Average number of comments asks posts received per hour of day posted:
#We will clean this up in the next step


[['02', 12.803418803418804],
 ['01', 8.927350427350428],
 ['22', 14.41025641025641],
 ['21', 19.23076923076923],
 ['19', 16.897435897435898],
 ['17', 23.705128205128204],
 ['15', 79.16666666666667],
 ['14', 21.247863247863247],
 ['13', 30.96153846153846],
 ['11', 11.952991452991453],
 ['10', 12.876068376068377],
 ['09', 6.311965811965812],
 ['07', 6.773504273504273],
 ['03', 9.205128205128204],
 ['23', 9.816239316239317],
 ['20', 19.068376068376068],
 ['16', 19.085470085470085],
 ['08', 10.094017094017094],
 ['00', 9.73076923076923],
 ['18', 20.84188034188034],
 ['12', 18.094017094017094],
 ['04', 10.085470085470085],
 ['06', 6.782051282051282],
 ['05', 7.854700854700854]]

In [16]:
#Create a list that equals avg_by_hour with swapped columns
swap_avg_by_hour = []

for row in avg_by_hour:
    swap_avg_by_hour.append([row[1], row[0]])
#print(swap_avg_by_hour)

#Use the sorted() function to sort swap_avg_by_hour in descending order
sorted_swap = sorted(swap_avg_by_hour, reverse = True)

display(sorted_swap)

[[79.16666666666667, '15'],
 [30.96153846153846, '13'],
 [23.705128205128204, '17'],
 [21.247863247863247, '14'],
 [20.84188034188034, '18'],
 [19.23076923076923, '21'],
 [19.085470085470085, '16'],
 [19.068376068376068, '20'],
 [18.094017094017094, '12'],
 [16.897435897435898, '19'],
 [14.41025641025641, '22'],
 [12.876068376068377, '10'],
 [12.803418803418804, '02'],
 [11.952991452991453, '11'],
 [10.094017094017094, '08'],
 [10.085470085470085, '04'],
 [9.816239316239317, '23'],
 [9.73076923076923, '00'],
 [9.205128205128204, '03'],
 [8.927350427350428, '01'],
 [7.854700854700854, '05'],
 [6.782051282051282, '06'],
 [6.773504273504273, '07'],
 [6.311965811965812, '09']]

In [18]:
print("The top 5 hours for Ask Posts comments")
for avg, hr in sorted_swap[:5]:
    print(
            "{}: {:.2f} average comments per post".format(
            dt.datetime.strptime(hr, "%H").strftime("%H:%M"), avg
            )
    )
    

The top 5 hours for Ask Posts comments
15:00: 79.17 average comments per post
13:00: 30.96 average comments per post
17:00: 23.71 average comments per post
14:00: 21.25 average comments per post
18:00: 20.84 average comments per post


The hour that receives the most comments per post is 3:00 pm followed by 1:00 pm.
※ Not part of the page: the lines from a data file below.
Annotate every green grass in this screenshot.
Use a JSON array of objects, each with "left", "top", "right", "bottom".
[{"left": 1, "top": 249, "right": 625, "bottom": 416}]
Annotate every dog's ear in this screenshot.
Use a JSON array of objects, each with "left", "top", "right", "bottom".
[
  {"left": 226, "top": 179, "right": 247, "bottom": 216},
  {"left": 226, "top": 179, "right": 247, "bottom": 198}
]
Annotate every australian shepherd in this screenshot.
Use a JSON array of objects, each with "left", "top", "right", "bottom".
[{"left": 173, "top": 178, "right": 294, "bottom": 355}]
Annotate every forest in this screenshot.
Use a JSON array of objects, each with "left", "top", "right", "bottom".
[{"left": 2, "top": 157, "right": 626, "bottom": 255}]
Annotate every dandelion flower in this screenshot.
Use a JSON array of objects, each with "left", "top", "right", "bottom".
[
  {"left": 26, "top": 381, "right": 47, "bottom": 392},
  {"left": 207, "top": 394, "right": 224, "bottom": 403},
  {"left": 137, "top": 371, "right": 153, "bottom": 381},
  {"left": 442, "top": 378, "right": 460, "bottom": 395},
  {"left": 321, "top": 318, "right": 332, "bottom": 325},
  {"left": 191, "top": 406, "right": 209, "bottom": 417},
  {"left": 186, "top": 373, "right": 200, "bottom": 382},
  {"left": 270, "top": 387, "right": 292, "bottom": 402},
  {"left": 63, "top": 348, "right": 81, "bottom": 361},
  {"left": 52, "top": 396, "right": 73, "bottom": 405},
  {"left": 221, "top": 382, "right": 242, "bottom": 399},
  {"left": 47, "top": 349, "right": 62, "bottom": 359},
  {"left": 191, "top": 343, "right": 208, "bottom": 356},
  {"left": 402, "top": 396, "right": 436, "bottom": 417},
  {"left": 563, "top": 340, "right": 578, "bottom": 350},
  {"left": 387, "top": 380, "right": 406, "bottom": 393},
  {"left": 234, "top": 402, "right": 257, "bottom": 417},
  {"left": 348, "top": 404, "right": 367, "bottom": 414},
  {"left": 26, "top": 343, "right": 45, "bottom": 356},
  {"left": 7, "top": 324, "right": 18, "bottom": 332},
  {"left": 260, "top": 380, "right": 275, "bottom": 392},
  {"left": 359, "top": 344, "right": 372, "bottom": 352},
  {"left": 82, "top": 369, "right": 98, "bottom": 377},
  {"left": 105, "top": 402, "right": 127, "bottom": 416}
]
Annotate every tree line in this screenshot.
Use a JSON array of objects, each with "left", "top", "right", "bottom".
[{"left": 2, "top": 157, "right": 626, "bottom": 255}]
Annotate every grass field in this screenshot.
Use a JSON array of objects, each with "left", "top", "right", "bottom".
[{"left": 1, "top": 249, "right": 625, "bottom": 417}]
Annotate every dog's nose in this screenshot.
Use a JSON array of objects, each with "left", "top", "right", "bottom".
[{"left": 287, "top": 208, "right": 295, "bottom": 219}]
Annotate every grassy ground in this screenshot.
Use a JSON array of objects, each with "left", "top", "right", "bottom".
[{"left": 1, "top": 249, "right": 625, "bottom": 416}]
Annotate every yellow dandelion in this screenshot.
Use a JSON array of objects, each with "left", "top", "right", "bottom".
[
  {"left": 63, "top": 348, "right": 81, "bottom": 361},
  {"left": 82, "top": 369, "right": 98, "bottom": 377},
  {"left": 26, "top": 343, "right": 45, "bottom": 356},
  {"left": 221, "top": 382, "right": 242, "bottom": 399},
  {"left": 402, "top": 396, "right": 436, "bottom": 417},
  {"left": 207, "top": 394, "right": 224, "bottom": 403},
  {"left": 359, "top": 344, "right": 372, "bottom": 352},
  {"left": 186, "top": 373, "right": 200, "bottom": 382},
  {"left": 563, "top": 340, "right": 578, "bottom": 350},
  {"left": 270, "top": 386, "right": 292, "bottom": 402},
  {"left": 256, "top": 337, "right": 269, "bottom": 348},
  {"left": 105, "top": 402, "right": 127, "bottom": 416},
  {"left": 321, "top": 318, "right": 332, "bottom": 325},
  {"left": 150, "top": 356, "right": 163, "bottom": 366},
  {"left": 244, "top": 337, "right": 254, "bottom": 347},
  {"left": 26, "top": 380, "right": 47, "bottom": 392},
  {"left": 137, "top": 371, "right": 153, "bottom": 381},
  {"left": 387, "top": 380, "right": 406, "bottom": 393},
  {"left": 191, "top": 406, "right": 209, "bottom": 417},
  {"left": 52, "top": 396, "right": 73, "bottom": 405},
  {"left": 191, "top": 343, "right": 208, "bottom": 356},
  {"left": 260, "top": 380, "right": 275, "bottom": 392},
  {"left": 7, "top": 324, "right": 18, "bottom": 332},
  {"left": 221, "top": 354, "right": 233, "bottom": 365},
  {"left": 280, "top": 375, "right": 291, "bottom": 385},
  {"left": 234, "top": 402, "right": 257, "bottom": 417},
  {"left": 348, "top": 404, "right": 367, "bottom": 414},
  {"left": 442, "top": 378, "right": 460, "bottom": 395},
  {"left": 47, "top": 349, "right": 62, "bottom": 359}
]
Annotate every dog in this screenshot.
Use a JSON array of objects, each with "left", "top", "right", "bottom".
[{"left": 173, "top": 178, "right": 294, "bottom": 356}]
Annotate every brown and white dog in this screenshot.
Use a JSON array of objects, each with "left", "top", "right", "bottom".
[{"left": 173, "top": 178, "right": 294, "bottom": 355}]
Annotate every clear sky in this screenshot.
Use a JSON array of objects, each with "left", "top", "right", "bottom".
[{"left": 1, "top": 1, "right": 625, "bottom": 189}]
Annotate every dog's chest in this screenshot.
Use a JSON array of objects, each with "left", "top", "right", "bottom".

It is worthy to note that the number 1 time has nearly 60% more posts for the hour than the second nearest hour.

## Conclusion

In this project we examined posts that had received comments on the Hacker News website. We looked for popularity patterns, first in Ask vs Show posts, then for the most popular time of day to make the post. Based on our analysis we determined that Ask Posts receive more comments than Show Posts. Further, that 3:00 pm is the best hour of the day to maximize the amount of comments a post receives. One should follow both of those directions to maximize the number of comments his/her post will receive.